Recently, researchers tested Google's latest video generation AI model, Veo-3, and the results showed that although the model can generate very realistic surgical videos, it has significant shortcomings in understanding medical procedures. In the study, the research team provided a surgical image and asked Veo-3 to predict what would happen in the next 8 seconds of the surgery. To do this, they created an evaluation standard called SurgVeo, which includes 50 real laparoscopic and neurosurgical videos.

The research team invited four experienced surgeons to independently rate the AI-generated videos, with evaluation criteria covering four aspects: visual realism, reasonableness of instrument use, tissue response, and surgical logic. Although the surgeons gave high ratings to the quality of the videos generated by Veo-3, calling them "stunningly clear," in-depth analysis showed that the AI's performance in medical logic was significantly compromised. In the laparoscopic surgery test, Veo-3 scored 3.72 for visual plausibility, but only 1.78 for instrument operation, 1.64 for tissue response, and as low as 1.61 for surgical logic.
Especially in neurosurgical scenarios, Veo-3 performed even worse, with a score of only 1.13 for surgical logic after 8 seconds. The research team found that over 93% of the errors stemmed from medical logic issues, such as inventing non-existent surgical instruments and tissue responses that violated physiological laws. Attempts to provide the model with more contextual information, such as the type of surgery and specific procedural stages, did not significantly improve its performance.

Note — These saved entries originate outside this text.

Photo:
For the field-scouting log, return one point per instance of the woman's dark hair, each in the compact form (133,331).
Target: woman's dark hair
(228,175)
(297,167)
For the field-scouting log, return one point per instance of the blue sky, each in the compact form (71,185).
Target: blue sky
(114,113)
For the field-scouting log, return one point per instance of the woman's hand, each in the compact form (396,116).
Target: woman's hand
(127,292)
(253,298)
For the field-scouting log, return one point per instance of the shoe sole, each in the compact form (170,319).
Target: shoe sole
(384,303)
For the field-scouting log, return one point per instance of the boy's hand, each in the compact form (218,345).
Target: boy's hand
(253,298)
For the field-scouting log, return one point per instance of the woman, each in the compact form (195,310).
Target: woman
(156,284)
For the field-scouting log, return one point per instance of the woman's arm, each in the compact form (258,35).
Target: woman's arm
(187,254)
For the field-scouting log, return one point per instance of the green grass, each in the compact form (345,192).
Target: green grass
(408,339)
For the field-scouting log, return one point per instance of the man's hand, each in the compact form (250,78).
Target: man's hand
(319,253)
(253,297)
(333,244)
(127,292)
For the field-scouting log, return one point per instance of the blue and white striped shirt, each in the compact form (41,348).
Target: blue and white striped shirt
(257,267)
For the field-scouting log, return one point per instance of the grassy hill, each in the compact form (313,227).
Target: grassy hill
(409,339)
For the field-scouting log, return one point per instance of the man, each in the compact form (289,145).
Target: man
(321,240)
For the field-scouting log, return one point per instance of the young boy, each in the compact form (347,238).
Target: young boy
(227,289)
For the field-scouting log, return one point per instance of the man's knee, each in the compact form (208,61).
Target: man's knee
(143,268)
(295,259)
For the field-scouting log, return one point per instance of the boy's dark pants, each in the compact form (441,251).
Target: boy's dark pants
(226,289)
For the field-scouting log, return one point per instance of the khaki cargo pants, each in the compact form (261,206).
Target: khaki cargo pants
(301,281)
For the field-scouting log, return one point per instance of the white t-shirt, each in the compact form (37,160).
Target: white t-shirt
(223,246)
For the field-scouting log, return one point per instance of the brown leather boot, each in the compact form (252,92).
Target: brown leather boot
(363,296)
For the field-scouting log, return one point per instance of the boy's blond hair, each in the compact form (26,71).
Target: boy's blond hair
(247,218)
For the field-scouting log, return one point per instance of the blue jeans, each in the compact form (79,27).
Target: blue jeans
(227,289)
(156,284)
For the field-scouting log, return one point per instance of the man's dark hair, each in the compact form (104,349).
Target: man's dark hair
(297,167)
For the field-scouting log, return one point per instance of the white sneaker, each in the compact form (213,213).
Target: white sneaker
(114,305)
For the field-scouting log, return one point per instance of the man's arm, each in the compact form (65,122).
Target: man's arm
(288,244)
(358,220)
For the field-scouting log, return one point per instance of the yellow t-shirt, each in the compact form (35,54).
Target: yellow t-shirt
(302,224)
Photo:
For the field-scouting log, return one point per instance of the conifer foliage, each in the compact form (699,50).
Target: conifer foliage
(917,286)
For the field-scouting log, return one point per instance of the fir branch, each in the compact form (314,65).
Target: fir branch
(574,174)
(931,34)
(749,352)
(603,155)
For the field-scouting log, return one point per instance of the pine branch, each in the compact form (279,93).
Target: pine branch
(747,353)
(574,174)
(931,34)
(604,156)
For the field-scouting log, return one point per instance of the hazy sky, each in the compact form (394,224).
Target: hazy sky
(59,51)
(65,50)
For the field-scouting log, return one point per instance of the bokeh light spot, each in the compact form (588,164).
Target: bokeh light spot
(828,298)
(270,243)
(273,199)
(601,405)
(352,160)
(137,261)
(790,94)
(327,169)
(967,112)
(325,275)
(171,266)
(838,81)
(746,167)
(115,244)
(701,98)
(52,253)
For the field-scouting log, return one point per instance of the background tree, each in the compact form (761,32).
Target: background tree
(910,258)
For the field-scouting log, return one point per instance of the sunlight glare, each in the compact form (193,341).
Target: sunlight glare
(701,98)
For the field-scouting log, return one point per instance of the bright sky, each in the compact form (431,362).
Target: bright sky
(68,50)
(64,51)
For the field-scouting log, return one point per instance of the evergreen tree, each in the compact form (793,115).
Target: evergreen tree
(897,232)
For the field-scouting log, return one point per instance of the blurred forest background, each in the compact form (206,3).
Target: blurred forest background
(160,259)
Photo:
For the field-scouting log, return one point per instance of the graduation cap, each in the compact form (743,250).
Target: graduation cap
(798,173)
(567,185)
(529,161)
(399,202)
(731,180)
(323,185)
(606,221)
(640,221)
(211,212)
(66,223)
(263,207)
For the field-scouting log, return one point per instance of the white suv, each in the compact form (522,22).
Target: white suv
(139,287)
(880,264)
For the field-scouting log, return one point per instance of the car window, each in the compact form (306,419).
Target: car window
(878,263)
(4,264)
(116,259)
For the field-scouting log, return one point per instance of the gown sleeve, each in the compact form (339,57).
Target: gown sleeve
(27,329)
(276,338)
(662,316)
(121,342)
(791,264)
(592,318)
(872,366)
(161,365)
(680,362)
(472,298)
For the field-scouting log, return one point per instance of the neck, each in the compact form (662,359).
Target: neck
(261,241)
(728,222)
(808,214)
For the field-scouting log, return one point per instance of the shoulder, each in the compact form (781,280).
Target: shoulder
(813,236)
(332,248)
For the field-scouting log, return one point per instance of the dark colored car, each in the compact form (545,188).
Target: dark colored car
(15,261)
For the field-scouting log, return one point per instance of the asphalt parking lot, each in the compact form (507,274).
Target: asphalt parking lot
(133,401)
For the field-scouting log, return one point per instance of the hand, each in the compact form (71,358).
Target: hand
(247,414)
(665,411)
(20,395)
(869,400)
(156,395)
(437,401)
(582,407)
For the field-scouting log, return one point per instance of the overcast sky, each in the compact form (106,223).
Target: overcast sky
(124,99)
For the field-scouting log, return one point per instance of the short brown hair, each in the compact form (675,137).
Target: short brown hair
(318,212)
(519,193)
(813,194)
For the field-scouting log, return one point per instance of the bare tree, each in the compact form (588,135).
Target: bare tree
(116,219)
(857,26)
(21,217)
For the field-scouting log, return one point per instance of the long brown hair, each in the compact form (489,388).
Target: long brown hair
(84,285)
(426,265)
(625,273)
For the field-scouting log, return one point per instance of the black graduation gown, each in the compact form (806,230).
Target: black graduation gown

This study shows that current video generation AI is still far from truly understanding medical procedures. Although these systems may be used for doctor training and preoperative planning in the future, existing models have not yet reached a safe and reliable level of application. The research team plans to open-source the SurgVeo dataset to promote academic progress in AI's medical understanding. At the same time, it also reminds us that using such generated videos in medical training poses serious risks, potentially leading to misleading learning and incorrect surgical techniques.
Key Points:
🌟 The Veo-3 model can generate realistic surgical videos, but lacks understanding of medical logic.
🔍 Over 93% of the errors stem from medical logic problems, seriously affecting the accuracy of the videos.
📈 The research team plans to open-source the dataset to promote progress in AI's medical understanding.